A tech enthusiast accidentally uncovered a major security flaw affecting thousands of internet-connected robot vacuums, gaining access to detailed floor plans, live camera feeds, and audio streams. The discovery has renewed concerns about foreign-built smart devices operating inside American homes. The company involved says it has implemented fixes, but additional vulnerabilities reportedly remain.
According to reporting by Tom’s Hardware, Sammy Adoufal, an AI strategist, stumbled upon the flaw while attempting to modify his DJI Romo robot vacuum to work with a PlayStation controller. Adoufal used Claude Code to reverse engineer the device’s communication protocol with company servers. In the process, he extracted a private token from his own vacuum that unexpectedly granted him access to approximately 6,700 devices deployed globally.
The affected vacuums are manufactured by DJI under the Romo branding. Through the exposed credentials, Adoufal was able to access live servers operating in the United States, Europe, and China. The vulnerability allowed viewing of sensitive information, including interior floor plans, real-time video feeds, microphone audio, and remote control functionality.
Adoufal stated he did not bypass security systems or brute-force passwords. He said the flaw appeared to stem from improper access controls on the server side rather than from sophisticated hacking. Upon discovering the issue, he notified DJI instead of exploiting the access.

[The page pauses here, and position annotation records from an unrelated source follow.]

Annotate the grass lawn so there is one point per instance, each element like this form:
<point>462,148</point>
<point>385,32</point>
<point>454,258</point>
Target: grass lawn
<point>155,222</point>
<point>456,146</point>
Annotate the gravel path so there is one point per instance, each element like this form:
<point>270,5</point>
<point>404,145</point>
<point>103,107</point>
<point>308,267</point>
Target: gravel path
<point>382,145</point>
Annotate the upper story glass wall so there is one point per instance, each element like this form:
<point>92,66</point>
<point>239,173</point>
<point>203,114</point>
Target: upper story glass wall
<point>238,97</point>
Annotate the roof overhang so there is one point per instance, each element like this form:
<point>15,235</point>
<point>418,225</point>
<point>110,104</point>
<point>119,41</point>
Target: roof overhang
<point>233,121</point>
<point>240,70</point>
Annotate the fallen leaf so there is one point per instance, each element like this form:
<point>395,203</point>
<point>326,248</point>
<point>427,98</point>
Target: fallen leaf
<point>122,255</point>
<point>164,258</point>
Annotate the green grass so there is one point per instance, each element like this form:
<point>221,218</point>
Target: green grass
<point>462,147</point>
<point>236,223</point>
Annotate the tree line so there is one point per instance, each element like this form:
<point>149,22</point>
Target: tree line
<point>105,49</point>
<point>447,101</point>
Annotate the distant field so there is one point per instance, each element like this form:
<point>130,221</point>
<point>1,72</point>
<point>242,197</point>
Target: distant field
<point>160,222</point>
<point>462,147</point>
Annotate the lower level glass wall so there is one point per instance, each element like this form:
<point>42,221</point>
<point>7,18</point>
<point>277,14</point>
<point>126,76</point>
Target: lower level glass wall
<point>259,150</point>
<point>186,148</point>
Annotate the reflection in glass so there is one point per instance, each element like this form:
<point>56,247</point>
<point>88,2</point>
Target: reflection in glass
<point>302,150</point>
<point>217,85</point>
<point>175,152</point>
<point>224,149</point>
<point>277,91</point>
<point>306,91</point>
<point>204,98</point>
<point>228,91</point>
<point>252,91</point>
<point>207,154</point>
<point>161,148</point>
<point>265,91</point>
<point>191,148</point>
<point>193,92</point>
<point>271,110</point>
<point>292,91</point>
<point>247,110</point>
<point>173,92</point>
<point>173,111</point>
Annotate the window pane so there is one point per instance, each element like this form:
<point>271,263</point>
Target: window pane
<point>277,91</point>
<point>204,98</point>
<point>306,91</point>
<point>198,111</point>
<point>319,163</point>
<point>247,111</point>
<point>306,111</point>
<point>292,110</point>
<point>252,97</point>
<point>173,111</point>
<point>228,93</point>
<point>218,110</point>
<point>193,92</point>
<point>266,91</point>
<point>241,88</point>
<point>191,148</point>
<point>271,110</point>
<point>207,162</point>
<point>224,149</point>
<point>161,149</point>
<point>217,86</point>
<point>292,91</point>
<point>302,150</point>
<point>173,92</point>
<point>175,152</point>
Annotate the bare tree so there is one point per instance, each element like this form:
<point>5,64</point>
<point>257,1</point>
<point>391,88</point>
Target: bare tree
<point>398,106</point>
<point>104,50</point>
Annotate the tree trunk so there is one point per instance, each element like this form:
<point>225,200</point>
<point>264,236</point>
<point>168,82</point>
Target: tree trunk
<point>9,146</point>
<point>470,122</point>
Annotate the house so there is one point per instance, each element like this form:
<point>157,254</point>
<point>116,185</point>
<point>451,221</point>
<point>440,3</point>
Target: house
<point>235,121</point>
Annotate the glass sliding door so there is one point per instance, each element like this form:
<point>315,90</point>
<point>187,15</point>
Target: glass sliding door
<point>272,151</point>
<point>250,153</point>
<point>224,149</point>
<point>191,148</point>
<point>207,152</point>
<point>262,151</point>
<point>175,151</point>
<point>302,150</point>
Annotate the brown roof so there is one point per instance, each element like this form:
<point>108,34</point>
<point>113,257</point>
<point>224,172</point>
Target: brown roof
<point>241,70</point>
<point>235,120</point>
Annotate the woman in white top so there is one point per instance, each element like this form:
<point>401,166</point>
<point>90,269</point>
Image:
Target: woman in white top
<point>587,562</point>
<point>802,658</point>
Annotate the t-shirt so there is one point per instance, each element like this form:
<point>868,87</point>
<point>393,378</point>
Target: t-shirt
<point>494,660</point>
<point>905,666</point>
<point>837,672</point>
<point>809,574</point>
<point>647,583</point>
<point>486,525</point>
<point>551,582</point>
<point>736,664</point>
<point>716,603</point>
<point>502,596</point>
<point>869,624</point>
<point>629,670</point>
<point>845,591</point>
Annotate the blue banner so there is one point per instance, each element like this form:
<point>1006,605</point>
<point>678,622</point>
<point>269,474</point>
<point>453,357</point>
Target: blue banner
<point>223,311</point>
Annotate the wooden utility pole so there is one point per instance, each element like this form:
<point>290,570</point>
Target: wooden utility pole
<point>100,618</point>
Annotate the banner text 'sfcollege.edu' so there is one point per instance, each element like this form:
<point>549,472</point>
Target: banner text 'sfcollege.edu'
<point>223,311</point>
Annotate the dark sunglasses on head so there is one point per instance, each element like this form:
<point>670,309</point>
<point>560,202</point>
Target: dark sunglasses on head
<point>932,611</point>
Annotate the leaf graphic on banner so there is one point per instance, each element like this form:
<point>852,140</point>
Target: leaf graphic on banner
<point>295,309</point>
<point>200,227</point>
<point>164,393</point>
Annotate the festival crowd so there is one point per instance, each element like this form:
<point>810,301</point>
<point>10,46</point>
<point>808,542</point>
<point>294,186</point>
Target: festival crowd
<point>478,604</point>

DJI responded by deploying updates to correct the primary vulnerability without requiring action from customers. However, Adoufal has indicated that other issues remain unresolved. Among them is the ability to stream video feeds from DJI Romo devices without entering a security PIN. He also reported that data collected by the devices was stored in plain text on company servers, raising additional security questions.
Security researchers have speculated about the possibility of a “backdoor,” though no official confirmation of such a feature has been provided. The incident highlights longstanding concerns over foreign-made smart home devices that collect sensitive data from inside private residences.
Similar privacy controversies have surfaced before. An investigation by MIT Technology Review found that gig workers contracted to review data from iRobot devices had access to private home images. In response, iRobot ended a partnership with Scale AI after reports that images were shared improperly.
As American households adopt more connected devices, cybersecurity experts continue to warn that convenience often comes with privacy risks. The latest incident underscores the need for strong data protection standards and transparency when foreign technology firms operate inside U.S. homes.